You can then just call this method to verify if it's a subset or not.

What is interesting here is that "got" will return a list with no items because each item in the match string only appears once, but "gott" will return a list with a single item because there would only be a single call to remove the "t" from the list. Consequently you would have an item left in the list. That is, "gott" is not a subset of "catdog" but "got" is.

You could take it one step further and put the method into a static class:

using System;
using System.Linq;
using System.Runtime.CompilerServices;

static class extensions
{
    public static bool IsSubSetOf(this string InputString, string MatchString)
    {
        var InputChars = InputString.ToList();
        MatchString.ToList().ForEach(Item => InputChars.Remove(Item));
        return InputChars.Count == 0;
    }
}

which makes your method into an extension of the string object which actually makes thins a lot easier in the long run, because you can now make your calls like so:

Console.WriteLine("gott".IsSubSetOf("catdog"));

Upvotes: 3

Adam Rosenfield
Adam Rosenfield

Reputation: 400642

You're using the wrong tool for the job. This is not something regular expressions are capable of handling easily. Fortunately, it's relatively easy to do this without regular expressions. You just count up the number of occurrences of each letter within both strings, and compare the counts between the two strings - if for each letter of the alphabet, the count in the first string is at least as large as the count in the second string, then your criteria are satisfied. Since you didn't specify a language, here's an answer in pseudocode that should be easily translatable into your language:

bool containsParts(string1, string2)
{
    count1 = array of 26 0's
    count2 = array of 26 0's

    // Note: be sure to check for an ignore non-alphabetic characters,
    // and do case conversion if you want to do it case-insensitively
    for each character c in string1:
        count1[c]++
    for each character c in string2:
        count2[c]++

    for each character c in 'a'...'z':
        if count1[c] < count2[c]:
            return false

    return true
}

Upvotes: 7

jfs
jfs

Reputation: 414865

@Adam Rosenfield's solution in Python:

from collections import defaultdict

def count(iterable):
    c = defaultdict(int)
    for hashable in iterable:
        c[hashable] += 1
    return c

def can_spell(word, astring):
    """Whether `word` can be spelled using `astring`'s characters."""
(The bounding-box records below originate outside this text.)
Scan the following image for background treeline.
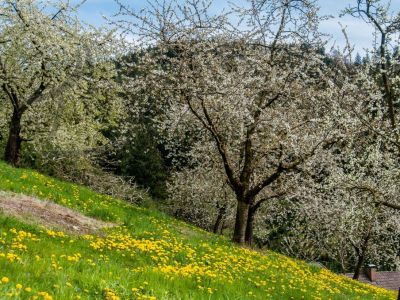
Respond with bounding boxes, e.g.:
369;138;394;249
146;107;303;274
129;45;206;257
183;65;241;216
0;0;400;277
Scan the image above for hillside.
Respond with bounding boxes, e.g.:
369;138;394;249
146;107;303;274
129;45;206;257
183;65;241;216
0;163;395;299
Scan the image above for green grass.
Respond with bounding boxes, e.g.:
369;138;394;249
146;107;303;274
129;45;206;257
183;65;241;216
0;162;395;299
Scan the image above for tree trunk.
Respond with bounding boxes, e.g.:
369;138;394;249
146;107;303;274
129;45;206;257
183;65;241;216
233;200;250;245
353;253;364;280
353;233;372;280
4;109;22;166
213;205;226;233
245;206;256;246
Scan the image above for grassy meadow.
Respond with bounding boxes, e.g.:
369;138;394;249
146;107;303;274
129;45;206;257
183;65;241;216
0;162;396;300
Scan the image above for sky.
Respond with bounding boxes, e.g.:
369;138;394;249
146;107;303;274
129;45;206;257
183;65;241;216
75;0;400;55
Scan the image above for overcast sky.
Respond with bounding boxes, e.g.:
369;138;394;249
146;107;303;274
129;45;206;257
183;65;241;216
76;0;400;53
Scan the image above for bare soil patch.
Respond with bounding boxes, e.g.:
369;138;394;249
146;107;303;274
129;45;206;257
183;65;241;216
0;192;116;234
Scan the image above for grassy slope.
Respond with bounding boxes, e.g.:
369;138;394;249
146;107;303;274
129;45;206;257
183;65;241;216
0;162;395;299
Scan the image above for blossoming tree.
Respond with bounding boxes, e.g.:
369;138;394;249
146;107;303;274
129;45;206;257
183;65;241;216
0;0;106;165
121;0;350;244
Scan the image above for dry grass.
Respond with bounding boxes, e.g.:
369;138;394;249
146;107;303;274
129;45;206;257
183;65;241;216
0;192;115;234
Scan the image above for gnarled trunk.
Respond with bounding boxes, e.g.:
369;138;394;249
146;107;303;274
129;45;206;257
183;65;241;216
213;205;226;233
233;200;250;245
353;255;364;280
245;206;256;246
4;109;22;166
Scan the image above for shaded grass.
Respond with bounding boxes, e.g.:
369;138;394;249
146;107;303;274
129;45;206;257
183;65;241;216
0;162;395;299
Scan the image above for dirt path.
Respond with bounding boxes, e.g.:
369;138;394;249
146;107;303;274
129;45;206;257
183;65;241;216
0;191;115;234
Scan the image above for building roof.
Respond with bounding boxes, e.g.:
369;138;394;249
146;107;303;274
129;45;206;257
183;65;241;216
346;271;400;291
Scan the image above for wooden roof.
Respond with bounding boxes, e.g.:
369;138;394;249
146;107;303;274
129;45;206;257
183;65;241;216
346;271;400;291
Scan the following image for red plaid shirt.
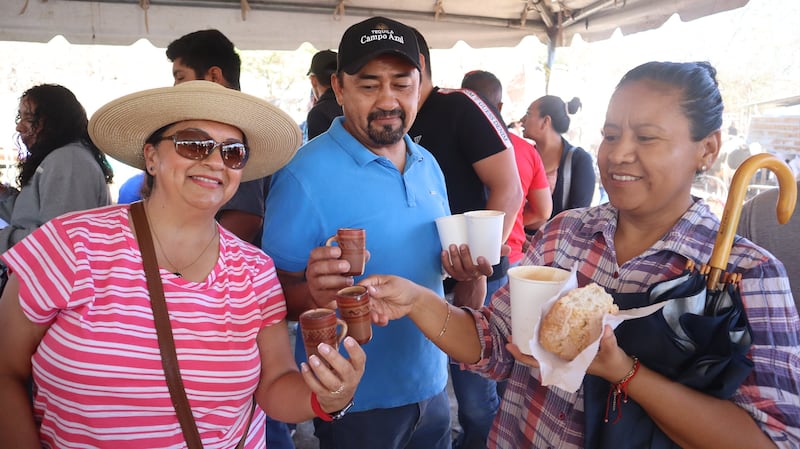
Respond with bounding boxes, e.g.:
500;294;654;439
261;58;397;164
470;201;800;449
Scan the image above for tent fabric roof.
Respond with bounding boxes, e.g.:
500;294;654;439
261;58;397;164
0;0;748;50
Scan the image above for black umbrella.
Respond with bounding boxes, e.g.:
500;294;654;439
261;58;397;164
584;154;797;449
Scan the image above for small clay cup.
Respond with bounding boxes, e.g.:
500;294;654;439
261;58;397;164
300;308;347;360
336;285;372;345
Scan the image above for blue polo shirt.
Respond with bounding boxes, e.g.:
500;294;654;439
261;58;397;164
262;117;450;411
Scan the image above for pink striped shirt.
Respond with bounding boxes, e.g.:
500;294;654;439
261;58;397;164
3;206;286;448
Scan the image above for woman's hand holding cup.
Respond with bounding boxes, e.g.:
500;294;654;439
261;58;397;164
300;337;367;412
358;275;433;326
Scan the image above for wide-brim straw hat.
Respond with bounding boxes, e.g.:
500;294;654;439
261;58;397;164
89;81;302;181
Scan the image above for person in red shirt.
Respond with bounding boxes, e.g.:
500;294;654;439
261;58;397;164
461;70;553;266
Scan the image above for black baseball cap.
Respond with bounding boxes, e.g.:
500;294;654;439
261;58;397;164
306;50;336;76
338;17;421;75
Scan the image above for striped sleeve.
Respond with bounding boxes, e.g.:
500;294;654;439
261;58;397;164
3;216;78;324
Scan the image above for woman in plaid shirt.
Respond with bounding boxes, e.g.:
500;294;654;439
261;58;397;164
362;62;800;449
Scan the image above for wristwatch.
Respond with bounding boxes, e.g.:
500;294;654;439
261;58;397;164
311;393;354;422
330;399;355;421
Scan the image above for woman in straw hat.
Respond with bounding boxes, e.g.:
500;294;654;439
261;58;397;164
0;81;365;448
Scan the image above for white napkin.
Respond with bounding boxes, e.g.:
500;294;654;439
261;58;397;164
530;269;666;393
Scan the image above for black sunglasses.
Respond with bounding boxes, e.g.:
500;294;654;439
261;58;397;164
161;128;250;170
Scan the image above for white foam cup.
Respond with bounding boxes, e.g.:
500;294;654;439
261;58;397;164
508;265;570;355
436;214;467;251
464;210;506;265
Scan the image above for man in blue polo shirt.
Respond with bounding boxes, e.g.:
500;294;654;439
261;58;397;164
262;17;488;449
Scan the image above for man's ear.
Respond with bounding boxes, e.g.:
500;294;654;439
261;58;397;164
331;73;344;106
203;66;231;87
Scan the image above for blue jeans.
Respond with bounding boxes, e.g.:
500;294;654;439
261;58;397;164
314;385;451;449
450;276;508;449
267;416;294;449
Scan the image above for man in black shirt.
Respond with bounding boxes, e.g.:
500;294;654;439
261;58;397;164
306;50;342;140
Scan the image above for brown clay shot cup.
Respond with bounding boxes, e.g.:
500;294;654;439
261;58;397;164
300;308;347;361
325;228;367;276
336;285;372;345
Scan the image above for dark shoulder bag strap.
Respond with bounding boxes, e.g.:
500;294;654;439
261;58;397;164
130;201;256;449
130;201;256;449
561;147;575;210
130;201;203;449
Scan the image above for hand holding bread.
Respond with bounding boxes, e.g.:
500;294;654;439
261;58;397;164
539;283;619;361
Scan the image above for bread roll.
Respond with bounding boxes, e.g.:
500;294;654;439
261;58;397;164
539;283;619;361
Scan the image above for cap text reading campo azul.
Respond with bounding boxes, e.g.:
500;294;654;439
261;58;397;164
361;30;405;44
    count_string = count(astring)
    count_word   = count(word)

    return all(count_string[c] >= count_word[c] for c in word)

Upvotes: 0

Alan Moore
Alan Moore

Reputation: 75262

Charlie Martin almost has it right, but you have to do a complete pass for each letter. You can do that with a single regex by using lookaheads for all but the last pass:

/^
 (?=[^got]*g[^got]*$)
 (?=[^got]*o[^got]*$)
 [^got]*t[^got]*
$/x

This makes a nice exercise for honing your regex skills, but if I had to do this in real-life, I wouldn't do it this way. A non-regex approach will require a lot more typing, but any minimally competent programmer will be able to understand and maintain it. If you use a regex, that hypothetical maintainer will also have to be more-than-minimally competent at regexes.

Upvotes: 0

Charlie Martin
Charlie Martin

Reputation: 112414

You want a string that matches exact those letters, exactly once. It depends what you're writing the regex in, but it's going to be something like

^[^got]*(g|o|t)[^got]$

If you've got an operator for "exactly one match" that will help.

Upvotes: 0

derobert
derobert

Reputation: 51197

I don't think there is a sane way to do this with regular expressions. The insane way would be to write out all the permutations:

/^(c?a?t?d?o?g?|c?a?t?d?g?o?| ... )$/

Now, with a little trickery you could do this with a few regexps (example in Perl, untested):

$foo = 'got';
$foo =~ s/c//;
$foo =~ s/a//;
...
$foo =~ s/d//;
# if $foo is now empty, it passes the test.

Sane people would use a loop, of course:

$foo = 'got'
foreach $l (split(//, 'catdog') {
    $foo =~ s/$l//;
}
# if $foo is now empty, it passes the test.

There are much better performing ways to pull this off, of course, but they don't use regexps. And there are no doubt ways to do it if e.g., you can use Perl's extended regexp features like embedded code.